Üniversite konuşmalarınızda gençlere mezarlık ziyareti tavsiyesi yapıyor muşsunuz doğru mu?

Doğru… Gençlere “Her hafta sinemaya gideceğinize mezarlıkları ziyaret edin.” diyorum.

Biz, Müslümanlar olarak “korkuyla korku arasında” yaşamalıyız. Azıcık af ümidi doğduğunda şımarıyoruz çünkü…

Dostoyevski “Dindar biri olmasam bile, bu çağ insanının kurtuluşu dindedir diye dindarlığı, dini destekliyorum.” demişti. Bu cümleye siz de katılıyor musunuz?

İnançsız aileler çocuklarını dindarların dershanelerine göndermeye başladı çünkü çocuklarının orada sigara ve uyuşturucuya başlamayacağını anladılar. Oylarını sol partilere atıp, çocuklarını cemaat dershanelerine gönderiyorlar! Bu bizlere Müslümanların yaşam tarzlarının çok korunaklı ve tehlikesiz olduğunu göstermiyor mu? Onların bile anladığını biz niçin anlamıyoruz? Ümmetin kaybedecek tek çocuğu bile kalmadı. Bir tek Müslüman çocuk, bu dünyayı tekrar diriltebilecek donanımdadır. Bir Müslüman cihana bedeldir!

Modern ilahiyatçılar ve din adamlarının “Sevgi” diye gezindiği bir ortamda sizin konuşmalarınız ve kitaplarınız “Korku”yu öngörüyor. Bu riskli bir şey değil mi?

Son kitabım “Öğlen Namazına Nasıl Kalkılır?”ın karın ağrısı şudur: Ne yani cehennem olmasaydı Allah’a inanmayacak mıydık?
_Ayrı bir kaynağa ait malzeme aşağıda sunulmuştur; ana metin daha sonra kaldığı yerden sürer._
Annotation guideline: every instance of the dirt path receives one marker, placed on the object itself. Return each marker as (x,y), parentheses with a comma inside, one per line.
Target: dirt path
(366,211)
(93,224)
Peygamber efendimiz cennetle müjdelendiği halde ibadetlerini “Evet cennetle müjdelendim, Rabbime daha fazla şükretmeyeyim mi?” diyerek aksatmamıştır. Başkasının bir hatasını ölene dek bağışlamayan insanoğlu sıra kendisine gelince Allah tarafından hemen bağışlanacağı duygusuna kapılarak gevşiyor. Tövbe farzdır. Tövbe kurtuluştur. Kaliteli bir tövbeyle affedilmeyecek suç yoktur bunu biliriz fakat kaliteli tövbe demek o suçla mezara kadar gözyaşı dökmek, ibadet etmek, korunmak değil midir? Tövbe etmek, başımız sıkışınca bir cümle kurmak mı? Hayır…

“Öğlen Namazına Nasıl Kalkılır?” kitabında “Zekât pintiler içindir.” demişsiniz, bir parça değinsek fena olmaz değil mi?
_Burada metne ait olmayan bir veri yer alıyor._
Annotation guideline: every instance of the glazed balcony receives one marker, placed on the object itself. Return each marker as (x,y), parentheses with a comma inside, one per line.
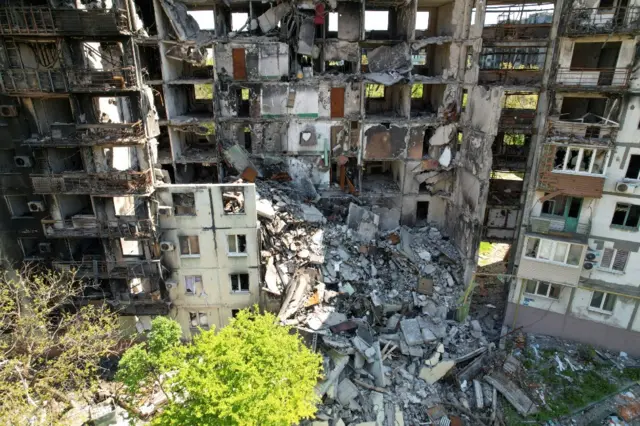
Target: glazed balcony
(38,20)
(591,21)
(83,226)
(112,183)
(593,79)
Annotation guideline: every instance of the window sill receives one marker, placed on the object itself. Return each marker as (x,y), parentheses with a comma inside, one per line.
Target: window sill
(552,262)
(624,228)
(599,311)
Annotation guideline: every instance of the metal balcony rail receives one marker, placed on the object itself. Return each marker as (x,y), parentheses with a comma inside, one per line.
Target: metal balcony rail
(37,20)
(16,81)
(109,269)
(596,78)
(89,226)
(106,80)
(603,20)
(127,182)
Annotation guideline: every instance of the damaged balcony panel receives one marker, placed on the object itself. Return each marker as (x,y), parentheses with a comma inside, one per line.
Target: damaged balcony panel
(591,21)
(85,226)
(38,20)
(114,183)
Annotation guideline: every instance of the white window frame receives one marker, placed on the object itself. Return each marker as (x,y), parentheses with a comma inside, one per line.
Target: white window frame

Kuran’da namazdan sonra ikinci önemli sırayı “zekât” alıyor ama biz ona hiç önem vermiyoruz. Malımızın kırkta biri nedir ki? Bir hiç! Bugün bir İskoç’a bile elindekinin kırkta birini ver desek verir diye tahmin ediyorum.

Zekât sadece para mıdır?

Paranın zekâtı parayla verilir. Sağlığın, bilginin, mutluluğun her şeyin zekâtı vardır. Bilginin zekâtı paylaşmaktır. Zekât, bizde fazla olanı başkasıyla paylaşmaktır. Gözümüzün zekâtı bir körü karşıya geçirmektir. Köre para verince kendisi karşıya geçemez çünkü. Aşk acısıyla yanıp tutuşan bir divane parayı ne yapsın? Aşığa en büyük yardım onunla birlikte ağlayıp dövünmektir. Gelin ve damada zekât olarak göbek atarız. Cenazede ağlarız… Bizler, zekâtı bağlamından koparıp elimize hesap makinesi alarak hesaplıyoruz. Zekât, hikmetten uzak biçimde hesap makinesiyle belirlenip ödenirse “Stopaj Vergisi”ne dönüşür. Yine de her şeyin doğrusunu Allah bilir…
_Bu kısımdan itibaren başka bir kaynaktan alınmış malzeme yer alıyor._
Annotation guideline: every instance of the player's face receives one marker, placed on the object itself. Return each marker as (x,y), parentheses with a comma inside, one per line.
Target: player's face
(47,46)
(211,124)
“İçinizdeki Öküze Oha Deyin”, “Yılgın Türkler” kitaplarınızdaki Doğu-Batı ayrımının ayrıntılarını yeni kitabınızda da devam ettirmişsiniz? Bizim hiç mi benzer yanımız yok?

Vibratörü icat eden bir medeniyetle kuş yuvasını icat eden bir medeniyet nasıl birbirine benzesin?

Kitapta, namaz için devletin de sorumlulukları olmalıdır derken neyi kastediyorsunuz?

Devletin görevlerinden birisi de bireylerin emniyetini sağlamaksa namazı özendirmesi gerekiyor çünkü ben namaz kılan bir toplumda daha emniyet içinde yaşayacağıma inanıyorum.

Kitapta Bir turistin Cuma günü Türkiye’de neler hissedeceğini bile yazmışsınız, Cuma namazıyla mı alakalı?

Evet, Cuma namazları karnavala dönüşüyor. Turistler, Türklerin Cuma günleri “Oluklu Mukavva ve Strafor Bayramı” yaptığını sanıyorlar. “Yav, onlar bizim işgüzarlar, beş vakit namazı kılmayıp haftada bir camiye koşanlar” diyemiyoruz.

Peki, ne zaman adam oluruz?

Marş okununca nefes almadan, kıpırdamadan kılıç gibi duran insanlar kadar, Kâbe denince dizleri titreyen adamlar olabildiğimiz gün ümit var demektir, aksi halde Allah’ın rahmetine sığınıp bekleyeceğiz ama işimiz çok zor o zaman…

Son br soru, Fincan Yayınları’ndan şu ana kadar hangi kitaplarınız yeniden yayınlandı?

Teşekkür ediyorum, hiç sormayacaksınız sandım. Fincan Yayınları’ndan şu ana kadar Yılgın Türkler (Cepboy), İçinizdeki Öküze Oha Deyin (Cepboy,) Cinnetim Cennetimdir (Roman), İtin Biri (Roman) yayınlandı, sırada Yağmur Getiren Fırtına (Roman) var… Biliyorsunuz bu romanlarım uzun zamandır piyasada yoktu ve sürekli soruluyordu. Şimdi okuyucusuyla tekrar buluşacaklar, ben de en az onlar kadar heyecanlıyım.